Éducation nouvelle bourgeoise ou éducation nouvelle populaire ?

Freinet répond aux questionnements de l’institution. L’enfant ferait-il que ce qui lui plairait dans les classes Freinet ? L’enfant devrait-il souffrir pour apprendre ?
Enthousiasme, élan, joie, vie… sont des moteurs essentiels que ne comprend pas la scolastique. Pourtant, la compréhension de ce que l’enfant a à faire, l’organisation et le sens des activités qu’il donne au sein d’une communauté coopérative ont montré leur réussite plutôt que l’autoritarisme, l’individualisme, l’obéissance passive et l’obligation.
Les classes Freinet sont modernes par leurs techniques en cohérence avec celles qu’utilise la société.
Convaincre par des discours est insuffisant, l’expérience et l’expérimentation sont indispensables.
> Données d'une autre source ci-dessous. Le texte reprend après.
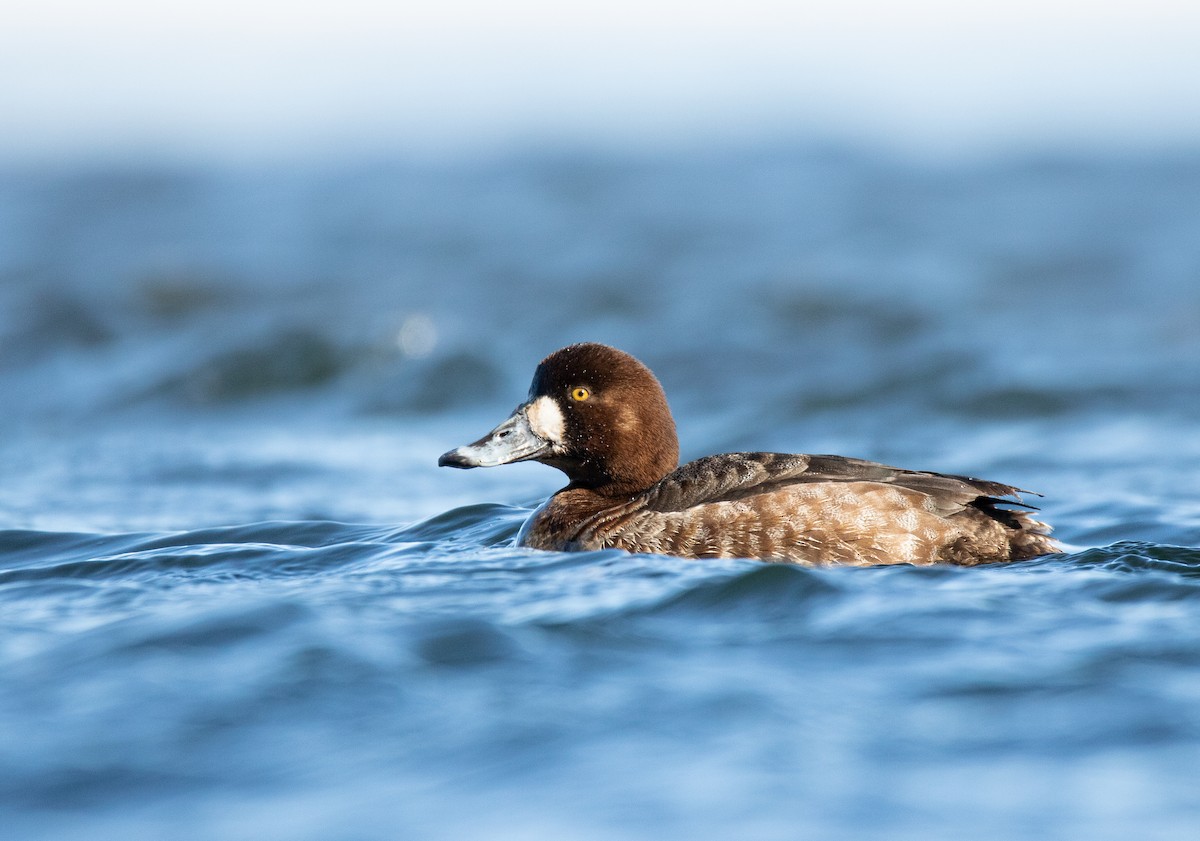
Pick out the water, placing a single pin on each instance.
(239, 600)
Freinet insiste pour que les techniques de cette pédagogie populaire ne soient pas figées dans une théorie, car elles ne sont pas établies définitivement. Elles devront évoluer au fil des expériences et des réflexions vers des pratiques plus humaines et plus efficientes, un vaste chantier ! 
L’Imprimerie à l’École est un mouvement entraîné vers l’avenir par la vie.
 
A l’issue de ma conférence de Périgueux, M. l’Inspecteur d’Académie de la Dordogne a tenu à me poser quelques questions qui montrent avec quel intérêt et quelle compréhension il a suivi mon exposé, mais qui marquent aussi un doute que nous devons dissiper au risque de nous répéter quelque peu. Il disait :
Vous avez critiqué fort justement les expériences menées dans les Écoles Nouvelles bourgeoises. Mais l’éducation que vous préconisez n'est-elle pas, elle aussi, essentiellement aristocratique en ce sens qu’elle ne peut convenir à la masse des enfants, puisque vos élèves devraient aller à l’école fort tard pour parfaire leur formation selon notre idéal ?
Vos enfants font ce qui leur plaît... Comment conciliez-vous cela avec les nécessités éducatives de l’école publique ?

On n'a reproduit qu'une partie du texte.